Die Rhetorik ist das eine in dieser Auseinandersetzung. Wenn Venezuelas linkspopulistischer Staatschef US-Präsident George W. Bush „Mr. Danger“ nennt, dann sind ihm die Jubelrufe der Massen daheim sicher. In Washington löst das kaum größere Irritationen aus. Wenn’s aber ums Öl geht – „das ist der Punkt, an dem es kritisch wird“, sagt Andreas Boeckh, Lateinamerikaexperte der Universität Tübingen. Das venezolanische Öl ist für die USA, die ihre Abhängigkeit vom Vorderen Orient verringern wollen, von strategischer Bedeutung. Derzeit beziehen sie 10 bis 15 Prozent ihres Öls aus Venezuela.

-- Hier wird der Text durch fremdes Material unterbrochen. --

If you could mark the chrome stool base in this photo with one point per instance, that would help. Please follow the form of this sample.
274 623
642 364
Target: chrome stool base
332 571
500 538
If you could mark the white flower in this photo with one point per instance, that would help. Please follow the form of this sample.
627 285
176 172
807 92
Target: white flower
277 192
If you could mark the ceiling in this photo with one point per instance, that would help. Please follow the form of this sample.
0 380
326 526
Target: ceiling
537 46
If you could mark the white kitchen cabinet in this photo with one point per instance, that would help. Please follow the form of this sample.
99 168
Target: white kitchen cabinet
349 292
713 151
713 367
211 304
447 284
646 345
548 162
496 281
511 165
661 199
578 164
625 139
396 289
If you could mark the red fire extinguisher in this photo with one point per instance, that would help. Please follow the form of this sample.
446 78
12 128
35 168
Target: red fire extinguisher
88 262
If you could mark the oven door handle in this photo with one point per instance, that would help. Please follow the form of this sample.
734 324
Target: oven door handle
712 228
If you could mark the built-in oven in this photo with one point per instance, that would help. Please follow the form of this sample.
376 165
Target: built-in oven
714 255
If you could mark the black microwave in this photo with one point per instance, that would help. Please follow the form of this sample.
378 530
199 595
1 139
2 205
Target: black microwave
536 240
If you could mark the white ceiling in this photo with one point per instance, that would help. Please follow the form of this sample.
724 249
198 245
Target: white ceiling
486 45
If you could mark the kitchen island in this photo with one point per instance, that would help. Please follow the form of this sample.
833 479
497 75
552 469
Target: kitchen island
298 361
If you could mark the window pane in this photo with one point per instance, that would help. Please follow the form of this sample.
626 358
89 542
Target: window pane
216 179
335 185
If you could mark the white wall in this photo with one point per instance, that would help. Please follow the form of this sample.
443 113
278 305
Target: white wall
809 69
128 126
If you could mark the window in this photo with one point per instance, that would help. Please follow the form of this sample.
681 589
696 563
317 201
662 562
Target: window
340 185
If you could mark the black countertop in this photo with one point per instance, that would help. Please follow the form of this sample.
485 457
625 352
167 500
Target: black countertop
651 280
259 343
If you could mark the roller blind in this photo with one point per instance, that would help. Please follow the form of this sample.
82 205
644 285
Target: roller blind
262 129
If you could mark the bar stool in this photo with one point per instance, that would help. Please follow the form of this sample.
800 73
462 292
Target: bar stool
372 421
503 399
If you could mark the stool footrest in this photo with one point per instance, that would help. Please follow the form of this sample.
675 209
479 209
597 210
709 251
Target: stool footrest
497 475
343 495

Aus der Interessen-Gemengelage der beiden ungleichen Kombattanten speist sich ein Konflikt, der Lateinamerika nicht nur seit längerem beherrscht, sondern auch langfristig weiter beherrschen wird. Die USA bauen ihre Präsenz im konservativen Nachbarland Kolumbien aus, um die ölreiche Nation im Auge zu haben. Chávez ruft unterdessen die „bolivarianische Revolution“ aus, die sich am Vorbild des Befreiers von den Spaniern, Simón Bolívar (1783–1830) orientiert und darauf abzielt, dem „Imperialismus“ der USA durch eine Forcierung der lateinamerikanischen Integration Einhalt zu gebieten. Tatsächlich haben auch Argentinien, Brasilien, Uruguay und Chile linksliberale Regierungen, und die USA verlieren zunehmend an Einfluss auf dem Südkontinent. Sie beschuldigen Chávez denn auch nicht ganz zu Unrecht, er wolle mit seiner „Öldiplomatie“ eine Allianz gegen Washington schmieden. Venezuela ist der weltweit fünftgrößte Exporteur von Erdöl. Und zunehmend liefert er das begehrte Gut lieber zu Vorzugsbedingungen an seine Nachbarn, um sie für seine Politik zu gewinnen, als an die USA: So rief er im Juli mit 13 karibischen Staaten die regionale Erdölgesellschaft „Petrocaribe“ ins Leben. Seitdem verkauft Venezuela sein Öl an die Karibikstaaten zu einem niedrigen Preis, im Austausch für Bananen oder Zucker. Der kubanische Staatschef Fidel Castro schickte als Gegenleistung kubanische Ärzte, die kostenlos Patienten behandeln.

Das gute Verhältnis zwischen Kubas „Maximo Lider“ und Chavez ist den USA ein besonderer Dorn im Auge. Sie werfen beiden Politikern vor, sie versuchten, auf instabile Staaten wie Bolivien und Ecuador Einfluss zu nehmen, um dort linksgerichtete Regierungen zu installieren, und sie unterstützten die kolumbianische Guerillagruppe Farc. „Belege gibt es dafür kaum“, sagt Boeckh. Aber klar ist: Die USA wollen die ungeliebten Despoten loswerden. Sie unterstützen die Oppositionsparteien. Sie halfen 2002 beim Putschversuch gegen Chavez. Allerdings erfolglos. Auch Rumsfelds Versuch, die Nachbarn gegen Chavez in Stellung zu bringen, ist nach Ansicht von Boeckh zum Scheitern verurteilt. Die Idee einer mit Erdölmillionen geschmierten Südallianz steht südlich des Rio Grande immer noch höher im Kurs als das Washingtoner Angebot aus kultureller Überheblichkeit, harter Wirtschaftspolitik und sozialem Desinteresse.